The second difference is the way in which constraint solving is done, i.e., how the new set of inputs is computed for each run of the program. Both methods execute the program with concrete inputs, while collecting the constraints along the executed path. In the automated fuzzing approach, after the program is run, the symbolic engine negates each of these constraints one by one and invokes a constraint solver that generates a new set of program inputs satisfying the new constraints. The grammar-based approach uses a solver that returns the intersection between the context-free grammar and the regular language of the path constraints collected during the run. This intersection forms a language from which the engine will derive a new input string.

The main advantage of automated fuzz testing compared to the grammar-based approach is that it does not require any manual intervention. It is enough to specify a program to be tested and wait for the test cases. The grammar-based approach requires the user to define the grammar describing the inputs the program under test is supposed to accept. This has to be done for each new program with a different input format. Moreover, it requires to identify the routine that parses the input, to make it handle symbolic tokens. However, grammar-based approaches can be much more effective with programs that have to parse their inputs. Indeed, a simple fuzzing approach will almost never go deep in the program, because most of the generated inputs will be rejected by the parser. Thus, a grammar-based approach is well suited to prune unnecessary code paths and to cope with the state explosion problem for this specific type of programs.

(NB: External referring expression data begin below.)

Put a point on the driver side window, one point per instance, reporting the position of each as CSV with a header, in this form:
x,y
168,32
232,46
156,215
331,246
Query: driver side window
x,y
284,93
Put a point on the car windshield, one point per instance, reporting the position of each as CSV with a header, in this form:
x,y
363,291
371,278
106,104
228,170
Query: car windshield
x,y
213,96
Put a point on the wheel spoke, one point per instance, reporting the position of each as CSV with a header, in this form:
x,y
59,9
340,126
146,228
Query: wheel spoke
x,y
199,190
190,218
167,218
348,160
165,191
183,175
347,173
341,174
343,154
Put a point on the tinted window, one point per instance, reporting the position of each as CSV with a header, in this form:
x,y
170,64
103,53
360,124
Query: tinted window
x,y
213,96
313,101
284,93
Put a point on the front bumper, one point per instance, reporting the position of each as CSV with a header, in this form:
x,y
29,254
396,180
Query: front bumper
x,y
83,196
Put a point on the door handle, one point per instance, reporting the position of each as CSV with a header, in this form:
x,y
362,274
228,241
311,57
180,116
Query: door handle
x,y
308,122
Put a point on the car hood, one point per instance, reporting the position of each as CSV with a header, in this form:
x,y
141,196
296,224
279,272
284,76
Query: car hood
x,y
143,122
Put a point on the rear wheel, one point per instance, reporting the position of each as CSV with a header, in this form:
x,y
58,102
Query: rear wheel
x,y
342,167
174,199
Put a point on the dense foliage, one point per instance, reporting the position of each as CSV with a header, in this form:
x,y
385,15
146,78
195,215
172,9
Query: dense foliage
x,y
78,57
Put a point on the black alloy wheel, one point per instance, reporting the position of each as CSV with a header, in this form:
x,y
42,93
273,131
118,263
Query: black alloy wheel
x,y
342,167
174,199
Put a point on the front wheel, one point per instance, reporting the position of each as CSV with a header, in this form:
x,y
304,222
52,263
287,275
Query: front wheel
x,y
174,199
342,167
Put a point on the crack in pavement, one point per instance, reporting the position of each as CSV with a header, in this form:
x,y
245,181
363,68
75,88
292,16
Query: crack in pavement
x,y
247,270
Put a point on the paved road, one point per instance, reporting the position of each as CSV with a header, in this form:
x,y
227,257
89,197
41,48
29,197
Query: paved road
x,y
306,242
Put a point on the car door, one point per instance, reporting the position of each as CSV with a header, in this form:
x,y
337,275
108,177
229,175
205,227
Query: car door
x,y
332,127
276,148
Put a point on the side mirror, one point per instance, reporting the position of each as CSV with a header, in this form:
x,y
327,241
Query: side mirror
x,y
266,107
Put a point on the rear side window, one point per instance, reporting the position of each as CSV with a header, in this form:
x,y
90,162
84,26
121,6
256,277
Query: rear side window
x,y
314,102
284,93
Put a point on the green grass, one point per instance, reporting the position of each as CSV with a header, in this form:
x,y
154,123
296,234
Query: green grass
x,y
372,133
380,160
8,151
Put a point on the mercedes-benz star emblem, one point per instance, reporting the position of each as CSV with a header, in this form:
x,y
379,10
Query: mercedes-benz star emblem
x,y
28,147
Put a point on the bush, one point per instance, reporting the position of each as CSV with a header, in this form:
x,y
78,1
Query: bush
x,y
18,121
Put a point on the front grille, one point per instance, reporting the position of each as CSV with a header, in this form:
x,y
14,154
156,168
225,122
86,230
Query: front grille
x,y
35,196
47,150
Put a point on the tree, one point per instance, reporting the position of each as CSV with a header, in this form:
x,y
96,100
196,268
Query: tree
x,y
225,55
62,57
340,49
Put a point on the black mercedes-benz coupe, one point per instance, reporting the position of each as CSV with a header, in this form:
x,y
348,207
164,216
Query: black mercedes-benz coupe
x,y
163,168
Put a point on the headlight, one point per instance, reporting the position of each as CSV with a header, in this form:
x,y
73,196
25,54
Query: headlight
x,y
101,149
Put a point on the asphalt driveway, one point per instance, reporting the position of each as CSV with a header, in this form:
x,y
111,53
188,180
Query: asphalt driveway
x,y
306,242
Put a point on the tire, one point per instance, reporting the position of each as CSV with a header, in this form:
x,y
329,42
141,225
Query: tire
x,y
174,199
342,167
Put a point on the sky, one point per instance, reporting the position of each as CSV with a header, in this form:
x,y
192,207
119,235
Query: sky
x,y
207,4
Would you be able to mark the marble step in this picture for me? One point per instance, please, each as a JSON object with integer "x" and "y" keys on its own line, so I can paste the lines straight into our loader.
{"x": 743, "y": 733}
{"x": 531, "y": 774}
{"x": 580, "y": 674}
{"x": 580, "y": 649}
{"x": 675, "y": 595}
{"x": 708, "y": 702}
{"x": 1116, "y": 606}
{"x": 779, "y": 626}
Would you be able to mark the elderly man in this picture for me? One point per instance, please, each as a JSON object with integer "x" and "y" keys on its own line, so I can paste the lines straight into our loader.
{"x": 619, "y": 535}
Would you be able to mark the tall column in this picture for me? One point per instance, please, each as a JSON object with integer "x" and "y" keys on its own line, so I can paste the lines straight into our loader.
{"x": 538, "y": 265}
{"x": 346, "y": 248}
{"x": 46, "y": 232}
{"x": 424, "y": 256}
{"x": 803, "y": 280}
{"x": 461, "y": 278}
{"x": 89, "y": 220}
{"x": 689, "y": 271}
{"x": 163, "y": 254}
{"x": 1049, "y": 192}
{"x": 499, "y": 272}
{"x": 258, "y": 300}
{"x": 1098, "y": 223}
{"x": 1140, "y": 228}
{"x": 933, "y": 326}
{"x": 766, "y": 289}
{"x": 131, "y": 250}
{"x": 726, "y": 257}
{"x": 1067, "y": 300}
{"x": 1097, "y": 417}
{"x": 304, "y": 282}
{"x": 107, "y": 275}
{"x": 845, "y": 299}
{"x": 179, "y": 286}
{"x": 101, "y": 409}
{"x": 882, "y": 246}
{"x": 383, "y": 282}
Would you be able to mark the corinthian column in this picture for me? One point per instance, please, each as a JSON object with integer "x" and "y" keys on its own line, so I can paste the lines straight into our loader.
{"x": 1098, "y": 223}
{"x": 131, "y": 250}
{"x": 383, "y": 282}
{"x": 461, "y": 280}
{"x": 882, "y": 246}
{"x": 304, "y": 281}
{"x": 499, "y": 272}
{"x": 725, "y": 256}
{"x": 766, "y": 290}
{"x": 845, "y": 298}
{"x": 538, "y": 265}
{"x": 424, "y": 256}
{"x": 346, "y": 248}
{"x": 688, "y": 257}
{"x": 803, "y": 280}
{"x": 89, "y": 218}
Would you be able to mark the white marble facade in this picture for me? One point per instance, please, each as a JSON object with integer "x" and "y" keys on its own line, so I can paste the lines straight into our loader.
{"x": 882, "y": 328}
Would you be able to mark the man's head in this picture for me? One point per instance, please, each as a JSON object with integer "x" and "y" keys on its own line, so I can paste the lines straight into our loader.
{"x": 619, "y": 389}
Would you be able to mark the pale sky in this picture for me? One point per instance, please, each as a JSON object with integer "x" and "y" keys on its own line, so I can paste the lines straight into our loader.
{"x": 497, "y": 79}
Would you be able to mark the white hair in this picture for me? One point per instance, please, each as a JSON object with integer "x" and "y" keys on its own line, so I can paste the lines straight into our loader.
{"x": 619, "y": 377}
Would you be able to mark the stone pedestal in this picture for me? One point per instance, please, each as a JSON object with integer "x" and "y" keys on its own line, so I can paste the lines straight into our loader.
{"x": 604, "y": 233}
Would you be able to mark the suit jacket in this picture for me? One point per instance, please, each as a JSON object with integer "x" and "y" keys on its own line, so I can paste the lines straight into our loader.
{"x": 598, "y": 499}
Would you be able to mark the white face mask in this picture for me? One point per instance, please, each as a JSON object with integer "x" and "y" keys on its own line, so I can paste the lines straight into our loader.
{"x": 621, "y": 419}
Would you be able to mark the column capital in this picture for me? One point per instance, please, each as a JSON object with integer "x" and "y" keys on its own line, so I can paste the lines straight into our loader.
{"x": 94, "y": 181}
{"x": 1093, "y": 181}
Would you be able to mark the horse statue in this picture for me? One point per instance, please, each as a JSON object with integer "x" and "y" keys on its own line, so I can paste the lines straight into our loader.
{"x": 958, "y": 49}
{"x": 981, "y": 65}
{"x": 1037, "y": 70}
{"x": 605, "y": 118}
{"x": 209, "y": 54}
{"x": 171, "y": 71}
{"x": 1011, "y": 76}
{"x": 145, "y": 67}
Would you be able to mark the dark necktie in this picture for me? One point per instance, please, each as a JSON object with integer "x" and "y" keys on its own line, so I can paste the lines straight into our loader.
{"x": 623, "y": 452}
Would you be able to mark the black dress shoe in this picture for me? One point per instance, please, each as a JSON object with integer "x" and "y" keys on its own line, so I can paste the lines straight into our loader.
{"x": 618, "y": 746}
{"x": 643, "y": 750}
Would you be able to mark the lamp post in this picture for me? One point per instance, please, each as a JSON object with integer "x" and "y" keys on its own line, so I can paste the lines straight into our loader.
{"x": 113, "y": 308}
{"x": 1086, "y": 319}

Despite its advantages, the drawback of automated fuzz testing is that it relies on a SAT solver. A SAT solver aims to find a satisfying assignment to a boolean expression. This problem is NP-complete, meaning that it is unlikely that an efficient polynomial time algorithm exists for it. In the worst case, the solver could need an exponential amount of time depending on the number of symbolic variables and constraints. This is in contrast to the solver of the grammar-based approach, which computes the intersection of two languages, which is easier to do with a guaranteed efficiency bound.